The Magic School Bus Sees Stars
Students report star counts and explore why we don't see stars during the day.
- Grades: 3–5
Field Trip Notes
When the kids see Horace Scope on the Star Shopping Network, they decide to buy Dorothy Ann a star for her birthday. Not wanting to buy something sight unseen, the kids blast off in the Magic School Bus to inspect the merchandise. They visit a young star, and then a middle-age star — but it's the third, and last star they decide to buy. But when they give Horace their money, KABLOOM! The star explodes! Does this mean their star is gone forever?
Time: 30 minutes
Group Size: 4
Dorothy Ann has a nifty new telescope, but she still enjoys looking at the stars with eye power alone. You kids report star counts and explore why we don't see stars during the day.
What You Need
For the class:
- Copies of the SHINE ON page, which includes the Star Count take-home activity
For each group:
- Pencil or pen
- Bright flashlight
Ahead of time: Encourage students to do the Star Count activity with their families. Set a date for Star Count reports.
Talk About It
Let students report results of their Star Counts. Ask: Who saw the most stars? The least? Why did some see less stars then others did? (Light from surroundings or a bright moon fades out some stars.)
What To Do
- Ask: Do stars shine during the day? (Yes, but atmospheric gases, dust, and water vapor scatter sunlight passing through. This veils stars until the sun sets.) Record students’ ideas.

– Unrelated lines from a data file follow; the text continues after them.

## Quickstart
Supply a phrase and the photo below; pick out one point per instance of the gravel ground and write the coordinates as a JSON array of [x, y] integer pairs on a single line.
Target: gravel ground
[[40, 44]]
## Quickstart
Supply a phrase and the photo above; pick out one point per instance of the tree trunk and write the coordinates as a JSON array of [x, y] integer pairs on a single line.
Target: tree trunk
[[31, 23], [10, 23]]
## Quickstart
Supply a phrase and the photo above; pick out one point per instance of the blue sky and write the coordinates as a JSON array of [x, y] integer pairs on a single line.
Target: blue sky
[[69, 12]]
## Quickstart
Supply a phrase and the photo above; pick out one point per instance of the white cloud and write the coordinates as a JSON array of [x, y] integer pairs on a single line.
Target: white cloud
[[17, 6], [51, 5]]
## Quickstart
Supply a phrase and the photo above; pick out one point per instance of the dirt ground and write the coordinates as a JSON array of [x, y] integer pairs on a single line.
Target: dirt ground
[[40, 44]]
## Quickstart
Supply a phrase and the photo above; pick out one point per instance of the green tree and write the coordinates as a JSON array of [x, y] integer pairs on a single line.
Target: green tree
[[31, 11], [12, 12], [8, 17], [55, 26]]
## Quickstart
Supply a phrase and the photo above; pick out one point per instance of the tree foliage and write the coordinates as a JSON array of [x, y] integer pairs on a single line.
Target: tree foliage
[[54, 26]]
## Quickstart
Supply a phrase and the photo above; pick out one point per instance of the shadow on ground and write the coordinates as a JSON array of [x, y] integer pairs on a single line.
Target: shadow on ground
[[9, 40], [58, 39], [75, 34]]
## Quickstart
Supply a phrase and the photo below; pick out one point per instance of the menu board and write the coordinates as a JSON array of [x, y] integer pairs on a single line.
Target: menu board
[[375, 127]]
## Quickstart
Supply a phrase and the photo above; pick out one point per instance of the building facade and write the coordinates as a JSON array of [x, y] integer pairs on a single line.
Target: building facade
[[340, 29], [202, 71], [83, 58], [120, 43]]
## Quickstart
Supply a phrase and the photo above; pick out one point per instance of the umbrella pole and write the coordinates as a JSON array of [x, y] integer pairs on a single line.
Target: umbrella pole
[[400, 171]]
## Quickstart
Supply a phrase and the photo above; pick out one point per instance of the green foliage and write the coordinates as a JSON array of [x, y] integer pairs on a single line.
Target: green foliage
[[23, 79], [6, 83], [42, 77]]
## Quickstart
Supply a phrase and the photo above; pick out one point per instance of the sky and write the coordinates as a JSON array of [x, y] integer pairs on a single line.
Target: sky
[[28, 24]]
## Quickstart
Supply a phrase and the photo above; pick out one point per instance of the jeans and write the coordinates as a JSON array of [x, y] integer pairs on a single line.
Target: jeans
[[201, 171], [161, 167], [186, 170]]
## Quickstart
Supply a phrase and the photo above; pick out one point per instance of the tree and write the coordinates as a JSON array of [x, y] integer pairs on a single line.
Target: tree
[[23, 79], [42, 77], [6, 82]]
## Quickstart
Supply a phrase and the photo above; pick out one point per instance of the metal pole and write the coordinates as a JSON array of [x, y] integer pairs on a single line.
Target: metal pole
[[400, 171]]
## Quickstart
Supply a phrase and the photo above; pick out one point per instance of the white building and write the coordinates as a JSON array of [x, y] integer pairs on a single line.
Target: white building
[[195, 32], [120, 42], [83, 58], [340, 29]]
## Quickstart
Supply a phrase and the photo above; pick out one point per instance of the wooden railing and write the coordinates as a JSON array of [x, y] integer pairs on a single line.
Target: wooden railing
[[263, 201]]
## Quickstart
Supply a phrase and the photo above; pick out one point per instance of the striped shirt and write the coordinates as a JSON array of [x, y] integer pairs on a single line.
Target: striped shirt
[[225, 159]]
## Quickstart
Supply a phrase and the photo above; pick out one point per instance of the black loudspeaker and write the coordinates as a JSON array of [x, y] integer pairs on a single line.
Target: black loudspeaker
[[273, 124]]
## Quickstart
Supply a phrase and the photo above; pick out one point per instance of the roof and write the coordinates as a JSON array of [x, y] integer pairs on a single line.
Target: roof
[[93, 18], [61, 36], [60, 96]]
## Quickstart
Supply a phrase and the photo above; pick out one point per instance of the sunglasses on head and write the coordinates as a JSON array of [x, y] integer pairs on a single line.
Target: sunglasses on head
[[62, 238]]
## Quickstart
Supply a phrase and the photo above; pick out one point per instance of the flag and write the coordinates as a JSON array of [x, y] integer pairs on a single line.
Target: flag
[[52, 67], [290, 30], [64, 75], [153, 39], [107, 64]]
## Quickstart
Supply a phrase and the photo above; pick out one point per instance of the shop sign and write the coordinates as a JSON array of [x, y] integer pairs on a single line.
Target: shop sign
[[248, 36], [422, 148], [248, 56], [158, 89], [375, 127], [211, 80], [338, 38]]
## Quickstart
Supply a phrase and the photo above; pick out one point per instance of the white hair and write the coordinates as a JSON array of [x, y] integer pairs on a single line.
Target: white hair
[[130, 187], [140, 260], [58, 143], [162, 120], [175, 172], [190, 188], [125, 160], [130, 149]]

- After kids punch out the Astro-Liz “constellation,” have them cut out the foldover. Fold the white flap over the dark Astro-Liz flap. Ask: What do the holes represent? (stars) The flashlight? (sun) The cover flap? (atmosphere)
- Tell kids to pretend it’s nighttime. Hold up Astro-Liz to a bright window, white flap facing them. Do they see “stars” through the “atmosphere” (cover flap)?
- Ask: When the sun comes up, do you see stars? Let kids shine the flashlight on the coverflap “atmosphere.”
- Ask: Why don’t we see stars during the day?
Make a sky map of favorite constellations students see at night.